Chama-se spin. É a técnica de lançar notícias bombásticas sucessivamente, para que as pessoas, ainda para mais alimentadas nas redes sociais, nunca parem para pensar e se limitem a viver o dia a dia a discutir a notícia do momento.

Estávamos nos Santos Populares quando o Governo anunciou o fecho da Área Metropolitana de Lisboa para conter naquele espaço o elevado número de infetados. Duas semanas depois, sabemos que essa medida foi inútil. Para além de dar diretos dramáticos para os telejornais (porventura, criada para isso mesmo), não teve qualquer efeito na contenção do número de infetados.

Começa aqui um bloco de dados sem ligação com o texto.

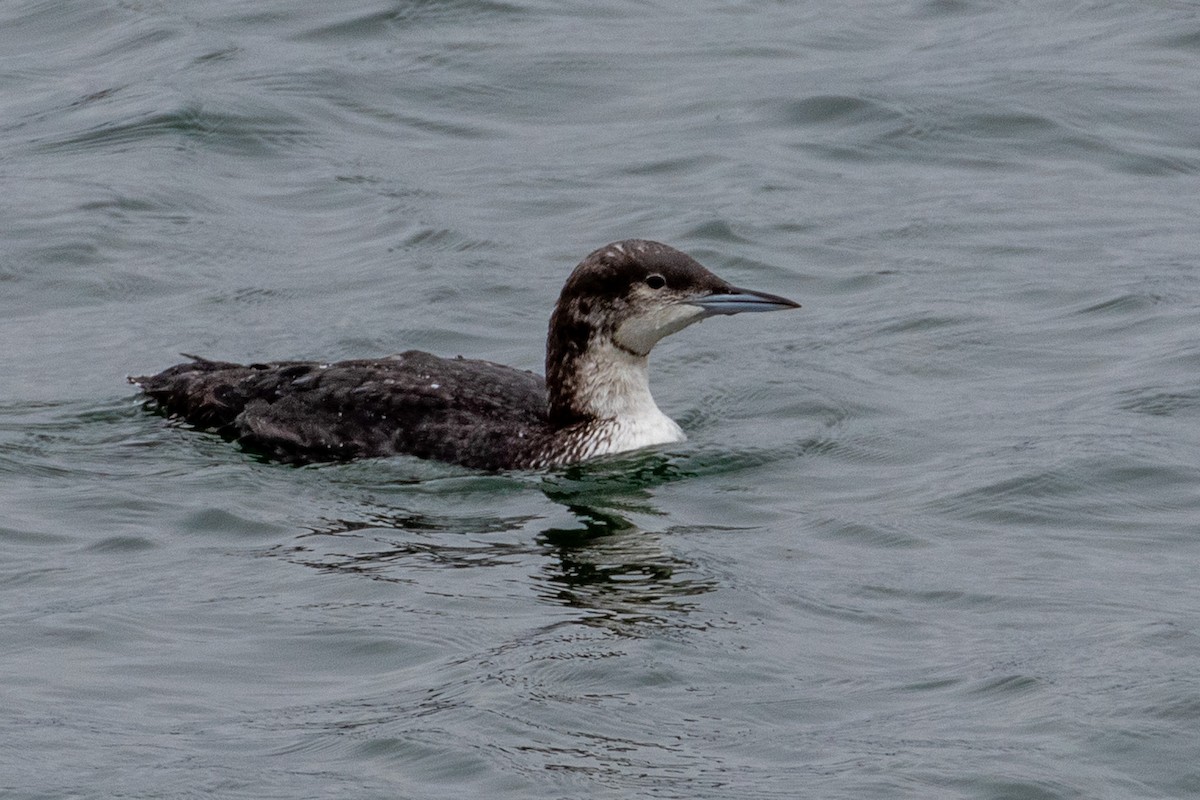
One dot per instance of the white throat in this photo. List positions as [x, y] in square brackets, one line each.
[615, 388]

Para que ninguém questionasse este fracasso e qual o raciocínio que a ele levou, a regra do spin obriga a lançar mais medidas, mais dramáticas e que encham mais os telejornais. Lança-se então a obrigatoriedade de teste ou vacinação para entrar em alguns restaurantes, em alguns dias, e a mesma obrigação para hotéis e alojamentos turísticos em todo o país.

Os restaurantes são o bode expiatório desde o primeiro dia. Muitos nunca mais abrirão.

Que uma resolução do Conselho de Ministros possa limitar o acesso aos restaurantes e hotéis é uma flagrante violação do artigo 19º da Constituição da República, violação que só Marcelo não vê. Não é só a questão legal: faz algum sentido que os clientes tenham de fazer testes perante um funcionário da restauração e não um agente de saúde que esteja tecnicamente preparado, que identifique sintomas e obrigado a sigilo profissional? E, estando os clientes infetados, o funcionário que está ali a assistir fica de quarentena? E quem prepara e serve a comida já não precisa de ser testado e vacinado? Só os clientes….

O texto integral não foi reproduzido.